Advisor to the Commodities and Futures Trade Commission (CFTC) and president of crypto-focused VC CoinFund, Chris Perkins, released a regulatory white paper. With its current regulatory scenario, Perkins believes that the U.S. needs to catch up in the crypto race. After the FTX-saga, these federal regulatory institutions are under renewed pressure to clarify regulations that govern cryptocurrency.

The United States and Its Ambiguity Regarding Crypto

The U.S. Securities and Exchange Commission (SEC) and CFTC are the two bodies expected to develop crypto regulations. The long running SEC v Ripple case and other cases of enforcement where the enforcement agency accused platforms or issuers of unlawfully trading in securities create a scenario of ambiguity among crypto companies and investors regarding the future of crypto in the country.

Chris Perkins is a member of CFTC’s Global Market Advisory Committee (GMAC) and argues that other jurisdictions are opening up, grabbing opportunities, and acting positively to embrace crypto. CoinFund recently sent a team to Hong Kong to study their crypto scenario. Perkins said in an interview that HK Government officials are actively participating in crypto conferences and encouraging its adoption in the country. 

Hong Kong will develop a new licensing regime and crypto regulations by June 2023. The European Union’s MiCA is supposed to come with crypto regulations for the bloc soon. Any country that would come up with the best rules for crypto would be regarded as a pioneer in the sector and will be followed. 
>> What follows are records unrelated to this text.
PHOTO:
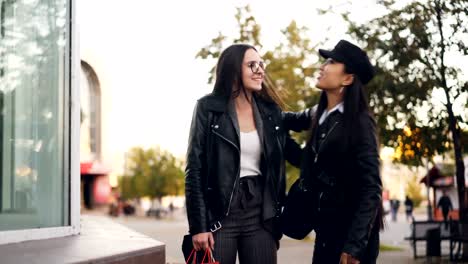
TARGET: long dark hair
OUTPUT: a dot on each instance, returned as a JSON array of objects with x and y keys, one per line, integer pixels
[
  {"x": 228, "y": 82},
  {"x": 355, "y": 103}
]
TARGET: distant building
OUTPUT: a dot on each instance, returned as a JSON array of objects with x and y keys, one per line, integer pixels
[{"x": 95, "y": 187}]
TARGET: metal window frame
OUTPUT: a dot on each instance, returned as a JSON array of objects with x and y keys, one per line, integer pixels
[{"x": 72, "y": 151}]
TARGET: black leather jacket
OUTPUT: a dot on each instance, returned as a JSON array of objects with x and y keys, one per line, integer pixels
[
  {"x": 213, "y": 160},
  {"x": 347, "y": 179}
]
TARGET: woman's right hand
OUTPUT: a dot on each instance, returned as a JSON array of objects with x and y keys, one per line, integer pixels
[{"x": 203, "y": 241}]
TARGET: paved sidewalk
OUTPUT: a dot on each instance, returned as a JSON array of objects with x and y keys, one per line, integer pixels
[{"x": 171, "y": 231}]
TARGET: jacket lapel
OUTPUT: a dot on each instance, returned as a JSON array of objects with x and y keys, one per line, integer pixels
[{"x": 258, "y": 121}]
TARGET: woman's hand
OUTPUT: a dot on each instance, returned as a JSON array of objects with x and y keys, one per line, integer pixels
[
  {"x": 348, "y": 259},
  {"x": 203, "y": 241}
]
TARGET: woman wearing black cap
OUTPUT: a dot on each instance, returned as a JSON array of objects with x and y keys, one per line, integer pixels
[
  {"x": 235, "y": 174},
  {"x": 341, "y": 160}
]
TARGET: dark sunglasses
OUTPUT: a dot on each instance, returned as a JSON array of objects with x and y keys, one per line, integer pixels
[{"x": 256, "y": 65}]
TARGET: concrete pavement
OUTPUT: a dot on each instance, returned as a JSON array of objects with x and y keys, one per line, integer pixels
[{"x": 172, "y": 229}]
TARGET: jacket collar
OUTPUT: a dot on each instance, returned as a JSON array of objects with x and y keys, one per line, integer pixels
[{"x": 221, "y": 104}]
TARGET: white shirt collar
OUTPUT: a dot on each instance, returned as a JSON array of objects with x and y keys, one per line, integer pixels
[{"x": 326, "y": 113}]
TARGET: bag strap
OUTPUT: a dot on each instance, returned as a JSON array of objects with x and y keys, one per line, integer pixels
[
  {"x": 194, "y": 254},
  {"x": 210, "y": 256}
]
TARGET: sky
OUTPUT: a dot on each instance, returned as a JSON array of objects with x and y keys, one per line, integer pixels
[{"x": 144, "y": 54}]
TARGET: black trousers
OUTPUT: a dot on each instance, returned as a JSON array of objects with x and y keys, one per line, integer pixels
[
  {"x": 242, "y": 230},
  {"x": 330, "y": 239}
]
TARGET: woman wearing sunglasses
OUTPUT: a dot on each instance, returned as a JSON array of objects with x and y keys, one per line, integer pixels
[
  {"x": 235, "y": 174},
  {"x": 341, "y": 160}
]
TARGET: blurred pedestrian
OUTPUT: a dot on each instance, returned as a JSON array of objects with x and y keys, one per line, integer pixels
[
  {"x": 445, "y": 204},
  {"x": 394, "y": 206},
  {"x": 342, "y": 160}
]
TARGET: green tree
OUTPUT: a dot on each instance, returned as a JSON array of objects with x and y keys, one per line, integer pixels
[
  {"x": 411, "y": 46},
  {"x": 153, "y": 172},
  {"x": 290, "y": 65}
]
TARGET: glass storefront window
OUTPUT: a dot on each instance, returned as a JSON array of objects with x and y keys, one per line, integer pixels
[{"x": 34, "y": 91}]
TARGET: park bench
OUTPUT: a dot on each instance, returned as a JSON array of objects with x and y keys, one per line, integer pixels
[{"x": 419, "y": 231}]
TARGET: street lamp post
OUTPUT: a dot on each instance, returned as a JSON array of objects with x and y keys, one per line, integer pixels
[{"x": 429, "y": 205}]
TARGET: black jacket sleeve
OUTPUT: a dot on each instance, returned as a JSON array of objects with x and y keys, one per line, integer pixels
[
  {"x": 196, "y": 157},
  {"x": 293, "y": 152},
  {"x": 369, "y": 187},
  {"x": 298, "y": 121}
]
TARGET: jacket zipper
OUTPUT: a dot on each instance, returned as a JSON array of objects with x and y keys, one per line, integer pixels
[
  {"x": 238, "y": 169},
  {"x": 321, "y": 145}
]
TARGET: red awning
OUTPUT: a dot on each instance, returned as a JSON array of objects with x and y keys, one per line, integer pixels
[
  {"x": 443, "y": 182},
  {"x": 93, "y": 168}
]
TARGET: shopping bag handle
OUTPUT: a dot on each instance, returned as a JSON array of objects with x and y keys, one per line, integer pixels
[
  {"x": 193, "y": 253},
  {"x": 210, "y": 256}
]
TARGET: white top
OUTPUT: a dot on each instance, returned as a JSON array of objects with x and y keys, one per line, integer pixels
[
  {"x": 250, "y": 153},
  {"x": 326, "y": 113}
]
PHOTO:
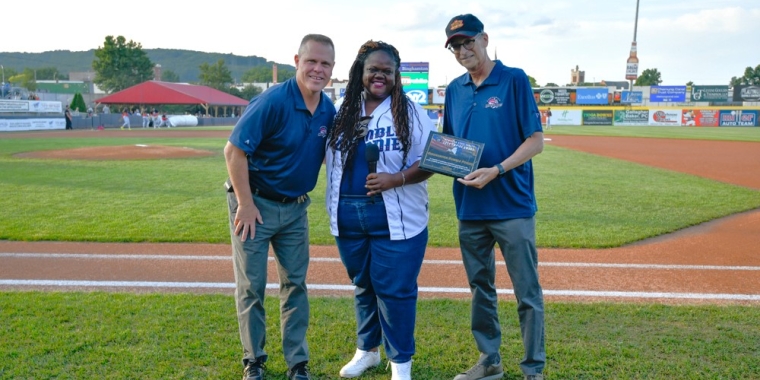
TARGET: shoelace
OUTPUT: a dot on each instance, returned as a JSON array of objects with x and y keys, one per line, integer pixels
[
  {"x": 253, "y": 367},
  {"x": 301, "y": 369}
]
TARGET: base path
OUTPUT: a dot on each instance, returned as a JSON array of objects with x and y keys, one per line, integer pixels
[{"x": 716, "y": 262}]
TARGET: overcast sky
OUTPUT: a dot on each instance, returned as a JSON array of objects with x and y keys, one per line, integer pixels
[{"x": 703, "y": 41}]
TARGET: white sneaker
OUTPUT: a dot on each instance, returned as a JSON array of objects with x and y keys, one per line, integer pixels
[
  {"x": 362, "y": 361},
  {"x": 401, "y": 371}
]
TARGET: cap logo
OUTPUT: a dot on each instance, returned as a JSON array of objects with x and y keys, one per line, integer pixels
[{"x": 456, "y": 24}]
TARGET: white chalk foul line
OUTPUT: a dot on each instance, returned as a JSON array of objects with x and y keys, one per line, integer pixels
[
  {"x": 350, "y": 288},
  {"x": 332, "y": 259}
]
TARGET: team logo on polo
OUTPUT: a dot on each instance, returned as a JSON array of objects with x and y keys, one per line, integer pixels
[{"x": 493, "y": 102}]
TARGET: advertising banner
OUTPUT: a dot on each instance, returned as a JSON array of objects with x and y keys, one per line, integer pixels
[
  {"x": 554, "y": 96},
  {"x": 591, "y": 96},
  {"x": 667, "y": 94},
  {"x": 33, "y": 106},
  {"x": 633, "y": 97},
  {"x": 597, "y": 117},
  {"x": 439, "y": 95},
  {"x": 738, "y": 118},
  {"x": 718, "y": 94},
  {"x": 665, "y": 117},
  {"x": 700, "y": 118},
  {"x": 631, "y": 117},
  {"x": 415, "y": 67},
  {"x": 746, "y": 93},
  {"x": 566, "y": 117},
  {"x": 415, "y": 86},
  {"x": 32, "y": 124}
]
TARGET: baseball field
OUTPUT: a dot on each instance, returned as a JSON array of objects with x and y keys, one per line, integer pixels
[{"x": 114, "y": 260}]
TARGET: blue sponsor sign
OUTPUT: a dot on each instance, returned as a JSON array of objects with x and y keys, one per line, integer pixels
[
  {"x": 632, "y": 97},
  {"x": 414, "y": 67},
  {"x": 738, "y": 118},
  {"x": 591, "y": 96},
  {"x": 667, "y": 94}
]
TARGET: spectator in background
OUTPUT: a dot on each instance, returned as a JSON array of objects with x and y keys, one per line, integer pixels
[
  {"x": 156, "y": 119},
  {"x": 274, "y": 156},
  {"x": 69, "y": 118},
  {"x": 379, "y": 219},
  {"x": 125, "y": 117},
  {"x": 494, "y": 104},
  {"x": 146, "y": 119}
]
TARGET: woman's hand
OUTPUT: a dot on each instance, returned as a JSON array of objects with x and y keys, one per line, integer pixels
[{"x": 379, "y": 182}]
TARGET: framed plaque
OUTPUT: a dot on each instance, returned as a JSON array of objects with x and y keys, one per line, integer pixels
[{"x": 451, "y": 156}]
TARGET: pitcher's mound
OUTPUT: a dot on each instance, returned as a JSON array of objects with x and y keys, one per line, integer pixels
[{"x": 124, "y": 152}]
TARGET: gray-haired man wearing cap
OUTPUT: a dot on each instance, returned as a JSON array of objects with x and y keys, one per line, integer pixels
[{"x": 496, "y": 203}]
Regulatory Principles to be Followed

Chris Perkins released a white paper suggesting the principles to be followed while making crypto regulations. It states that the legislation should be at the foundation of a digital financial policy. Moreover, the statute should strengthen the regulators to bring principle-based rules. These should eliminate the jurisdictional ambiguity among regulators.

The principle-based regulations should follow; client asset protection and transparency where the assets are protected from malicious activities, and the safety and security of the assets shall be visible to investors. Potential risks involved should be disclosed to the client beforehand. Emphasis should be placed on cost-effectiveness; Uniswap and Circle suggested that on-chain costs could be reduced by around 80%. 
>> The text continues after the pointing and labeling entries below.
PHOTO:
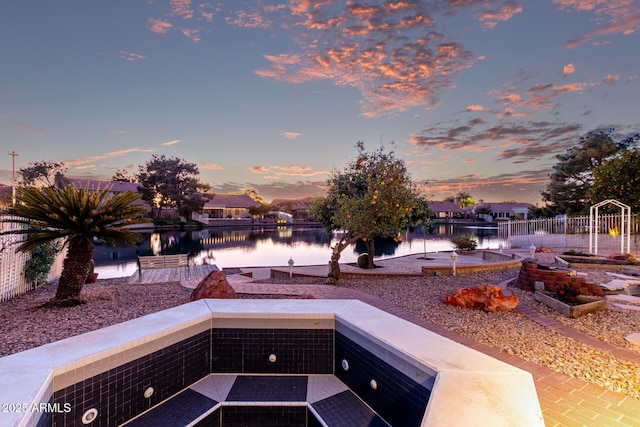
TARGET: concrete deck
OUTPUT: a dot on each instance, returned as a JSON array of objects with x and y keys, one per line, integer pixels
[{"x": 565, "y": 401}]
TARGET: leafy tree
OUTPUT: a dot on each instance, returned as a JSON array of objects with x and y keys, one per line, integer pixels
[
  {"x": 484, "y": 210},
  {"x": 372, "y": 197},
  {"x": 572, "y": 176},
  {"x": 121, "y": 175},
  {"x": 255, "y": 195},
  {"x": 171, "y": 183},
  {"x": 43, "y": 174},
  {"x": 618, "y": 178},
  {"x": 79, "y": 216}
]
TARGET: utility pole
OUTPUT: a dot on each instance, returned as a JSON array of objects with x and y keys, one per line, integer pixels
[{"x": 13, "y": 155}]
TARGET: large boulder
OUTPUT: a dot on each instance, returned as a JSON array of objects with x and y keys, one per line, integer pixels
[
  {"x": 485, "y": 297},
  {"x": 215, "y": 285}
]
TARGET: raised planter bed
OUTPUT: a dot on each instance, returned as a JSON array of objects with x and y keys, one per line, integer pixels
[
  {"x": 598, "y": 260},
  {"x": 590, "y": 304}
]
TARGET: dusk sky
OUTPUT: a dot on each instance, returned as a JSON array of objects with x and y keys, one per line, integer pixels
[{"x": 478, "y": 95}]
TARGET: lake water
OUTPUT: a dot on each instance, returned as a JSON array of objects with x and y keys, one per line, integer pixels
[{"x": 269, "y": 246}]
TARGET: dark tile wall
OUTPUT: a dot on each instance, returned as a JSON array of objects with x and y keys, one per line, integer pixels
[
  {"x": 118, "y": 393},
  {"x": 264, "y": 416},
  {"x": 347, "y": 410},
  {"x": 298, "y": 351},
  {"x": 214, "y": 419},
  {"x": 180, "y": 410},
  {"x": 398, "y": 399}
]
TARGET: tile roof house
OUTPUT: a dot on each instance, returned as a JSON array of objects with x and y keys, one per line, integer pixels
[
  {"x": 506, "y": 210},
  {"x": 444, "y": 210},
  {"x": 229, "y": 206}
]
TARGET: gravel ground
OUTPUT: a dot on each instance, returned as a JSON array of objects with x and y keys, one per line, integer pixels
[{"x": 25, "y": 324}]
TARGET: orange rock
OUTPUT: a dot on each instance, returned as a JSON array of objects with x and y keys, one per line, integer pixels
[
  {"x": 486, "y": 297},
  {"x": 215, "y": 285}
]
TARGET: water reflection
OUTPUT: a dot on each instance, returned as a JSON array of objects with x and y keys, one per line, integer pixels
[{"x": 269, "y": 246}]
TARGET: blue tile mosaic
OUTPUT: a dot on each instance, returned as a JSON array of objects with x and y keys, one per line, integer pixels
[
  {"x": 268, "y": 389},
  {"x": 180, "y": 410},
  {"x": 347, "y": 410},
  {"x": 398, "y": 399}
]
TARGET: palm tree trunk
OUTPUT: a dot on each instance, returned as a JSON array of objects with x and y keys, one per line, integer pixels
[
  {"x": 74, "y": 272},
  {"x": 371, "y": 251}
]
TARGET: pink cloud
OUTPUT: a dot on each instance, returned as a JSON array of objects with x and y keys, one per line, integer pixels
[
  {"x": 181, "y": 8},
  {"x": 29, "y": 129},
  {"x": 491, "y": 18},
  {"x": 290, "y": 170},
  {"x": 212, "y": 166},
  {"x": 390, "y": 51},
  {"x": 568, "y": 69},
  {"x": 130, "y": 56},
  {"x": 246, "y": 19},
  {"x": 159, "y": 26},
  {"x": 168, "y": 143},
  {"x": 613, "y": 16},
  {"x": 475, "y": 108},
  {"x": 258, "y": 169}
]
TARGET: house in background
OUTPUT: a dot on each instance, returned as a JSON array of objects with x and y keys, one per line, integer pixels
[
  {"x": 298, "y": 208},
  {"x": 228, "y": 206},
  {"x": 448, "y": 210},
  {"x": 505, "y": 210}
]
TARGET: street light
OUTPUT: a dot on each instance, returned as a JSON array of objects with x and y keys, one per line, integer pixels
[
  {"x": 454, "y": 259},
  {"x": 290, "y": 262},
  {"x": 13, "y": 155}
]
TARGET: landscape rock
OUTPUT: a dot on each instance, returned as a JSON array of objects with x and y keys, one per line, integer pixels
[
  {"x": 215, "y": 285},
  {"x": 486, "y": 297}
]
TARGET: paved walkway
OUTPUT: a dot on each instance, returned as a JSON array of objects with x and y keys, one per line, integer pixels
[{"x": 565, "y": 401}]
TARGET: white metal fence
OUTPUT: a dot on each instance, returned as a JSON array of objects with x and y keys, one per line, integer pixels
[
  {"x": 12, "y": 280},
  {"x": 570, "y": 233}
]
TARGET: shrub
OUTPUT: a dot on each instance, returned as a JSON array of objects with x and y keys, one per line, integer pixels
[
  {"x": 363, "y": 260},
  {"x": 465, "y": 243},
  {"x": 37, "y": 268}
]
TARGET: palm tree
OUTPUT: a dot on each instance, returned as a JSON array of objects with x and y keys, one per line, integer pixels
[{"x": 79, "y": 216}]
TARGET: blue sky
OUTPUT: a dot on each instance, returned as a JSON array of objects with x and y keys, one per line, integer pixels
[{"x": 478, "y": 95}]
Investors from any financial or demographic background should be allowed to invest; this would increase customer inclusivity. Engaging clients in the decision-making process through voting, as in DAOs, makes them feel essential and fuels adoption. 

Privacy should be respected and not viewed as a threat, blockchain technologies are transparent by nature, but compliance with AML and KYC hampers this scenario. Regulations must be clear enough to understand and follow, and they should encourage adoption. 

Regulators could encourage Sandboxes and safe harbors for programs for experimentation. The public should have a reasonable commenting period to submit their suggestions. Regulations must have zero tolerance for fraud and illicit activities; a harsh course of action is necessary for the current scenario.